Stork’s got you covered! Instead of sticking to standard buttermilk rusks, here are exciting variations to inspire your rusk game.
The French have their croissants, and South Africans have their rusks. The promise of a steaming mug of coffee or tea paired with the dunkability of a well-made South African rusk is incomparable. Rusks are a daily staple in South African households and are part of a teatime tradition passed down from our ancestors. Rusks were useful in preserving bread in the late 1960s, especially when travelling long distances without refrigeration. Affectionately referred to as a biskuit, this slightly sweet, twice-baked treat is simple and easy to whip up. Here are exciting ideas and tips to inspire your next batch of rusks:
Banana Bread Rusks
Can’t figure out what to do with overripe bananas? Transform them into banana bread rusks! Tip: If you only have under-ripe bananas, don’t stress about it. Just place the bananas on a tray in their skins, and bake at 180°C for 15-18 minutes, until the bananas are blackened on the outside and soft on the inside. Packed with sweet banana loaf flavours, these toasty hunks of dunking joy are ready for teatime!
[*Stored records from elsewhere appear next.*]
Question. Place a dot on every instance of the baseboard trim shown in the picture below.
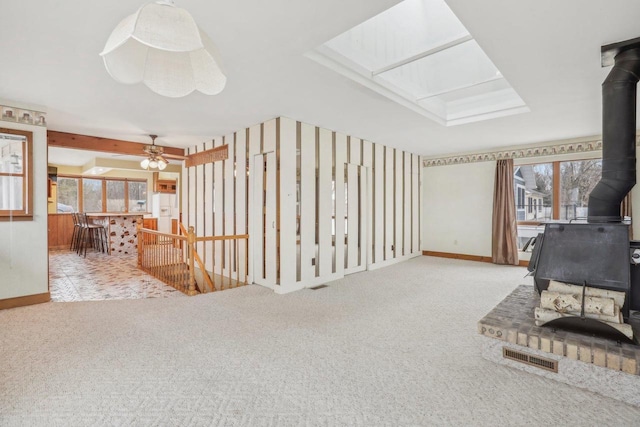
(23, 301)
(521, 263)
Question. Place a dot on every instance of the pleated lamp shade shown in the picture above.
(161, 46)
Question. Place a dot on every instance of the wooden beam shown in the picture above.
(94, 143)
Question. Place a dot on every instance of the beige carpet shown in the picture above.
(381, 348)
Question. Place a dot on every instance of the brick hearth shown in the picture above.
(512, 321)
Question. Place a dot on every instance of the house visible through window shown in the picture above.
(16, 194)
(575, 180)
(101, 194)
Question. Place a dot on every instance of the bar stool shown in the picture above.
(91, 234)
(76, 232)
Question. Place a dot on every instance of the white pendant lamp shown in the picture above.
(161, 46)
(155, 159)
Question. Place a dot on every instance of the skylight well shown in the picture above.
(420, 55)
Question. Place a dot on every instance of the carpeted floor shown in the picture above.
(392, 347)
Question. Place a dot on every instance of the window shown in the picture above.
(16, 183)
(68, 194)
(574, 181)
(137, 196)
(92, 195)
(577, 179)
(420, 55)
(101, 194)
(115, 196)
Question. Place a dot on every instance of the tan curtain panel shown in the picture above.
(504, 248)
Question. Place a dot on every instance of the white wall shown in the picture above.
(218, 195)
(23, 244)
(457, 203)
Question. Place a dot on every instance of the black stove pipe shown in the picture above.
(618, 138)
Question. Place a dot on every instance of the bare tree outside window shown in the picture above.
(92, 195)
(577, 179)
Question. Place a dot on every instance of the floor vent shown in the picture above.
(529, 359)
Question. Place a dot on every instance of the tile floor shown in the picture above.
(101, 277)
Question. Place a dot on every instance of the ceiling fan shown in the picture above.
(155, 156)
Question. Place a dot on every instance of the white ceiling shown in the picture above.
(67, 157)
(548, 50)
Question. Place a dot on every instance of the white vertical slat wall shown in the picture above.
(288, 250)
(406, 206)
(378, 204)
(255, 148)
(389, 204)
(208, 210)
(218, 211)
(221, 199)
(367, 162)
(241, 201)
(341, 159)
(229, 172)
(270, 252)
(415, 206)
(325, 202)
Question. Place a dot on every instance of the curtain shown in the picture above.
(625, 210)
(504, 247)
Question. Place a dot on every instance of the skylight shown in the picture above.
(419, 54)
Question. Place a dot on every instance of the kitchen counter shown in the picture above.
(121, 229)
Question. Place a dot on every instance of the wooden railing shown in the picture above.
(173, 259)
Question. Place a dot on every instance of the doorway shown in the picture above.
(356, 221)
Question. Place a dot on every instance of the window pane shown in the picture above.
(408, 28)
(533, 194)
(92, 195)
(137, 196)
(577, 179)
(11, 193)
(115, 196)
(67, 191)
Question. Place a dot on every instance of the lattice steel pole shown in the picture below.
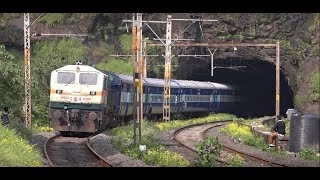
(277, 79)
(167, 72)
(137, 75)
(27, 106)
(140, 62)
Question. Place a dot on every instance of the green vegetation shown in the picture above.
(208, 151)
(6, 17)
(116, 65)
(113, 64)
(52, 19)
(235, 160)
(309, 153)
(244, 135)
(315, 87)
(16, 151)
(156, 154)
(11, 82)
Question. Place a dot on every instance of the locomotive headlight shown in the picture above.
(59, 91)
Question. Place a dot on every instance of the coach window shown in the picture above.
(88, 78)
(66, 78)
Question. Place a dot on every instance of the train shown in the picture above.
(84, 99)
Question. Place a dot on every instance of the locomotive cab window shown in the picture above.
(88, 78)
(66, 78)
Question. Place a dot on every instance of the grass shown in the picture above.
(166, 126)
(15, 151)
(235, 160)
(243, 134)
(156, 154)
(309, 153)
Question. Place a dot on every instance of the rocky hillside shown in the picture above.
(298, 34)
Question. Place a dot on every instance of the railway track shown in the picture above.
(72, 152)
(243, 154)
(199, 133)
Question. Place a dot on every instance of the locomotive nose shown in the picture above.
(92, 116)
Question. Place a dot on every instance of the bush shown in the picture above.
(16, 151)
(308, 153)
(235, 160)
(208, 151)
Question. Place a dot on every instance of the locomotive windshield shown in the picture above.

You can never go wrong with classic Buttermilk rusks. The smell that wafts out of the kitchen as these scrumptious biscuits bake will coax the entire family out of bed! Tip: To prevent over-browning, loosely cover the rusks with tin foil. Find the full Stork recipe here.
Is it a waffle? Is it a rusk? Nope. It’s the best of both worlds! It looks like an actual waffle with a rusk texture. You cook the batter in a waffle machine, drizzle the waffle in syrup and set it aside to dry into a rusk. The best part, though, is that apart from enjoying the waffle rusk with tea, you could break it into bite-sized pieces and add it to ice cream for an extra crunch.
Cinnaarusks are for rusk addicts that can plough through an entire batch with no scruples. With a sinfully delightful rich crust and hints of cinnamon, this biscuit is ideal for cold weather. Don’t say this out loud, but you could even have this rusk ‘undunked’. It is that perfect as is.
Granola and cranberry Rusks
For a healthier alternative, add granola and cranberries to the mix. You could always have this biscuit with a ‘good morning’ cuppa coffee to get you on your merry way during the week. Pop the rusks into the kids’ lunchboxes, as the cranberries add just the right amount of sweetness and act as a superfood throughout the school day.
Muesli rusks are nourishing, healthy and filling. You can add seeds, honey and coconut to the mixture to enhance the flavours. Tip: Remember to dry the rusks out for about 10-12 hours overnight.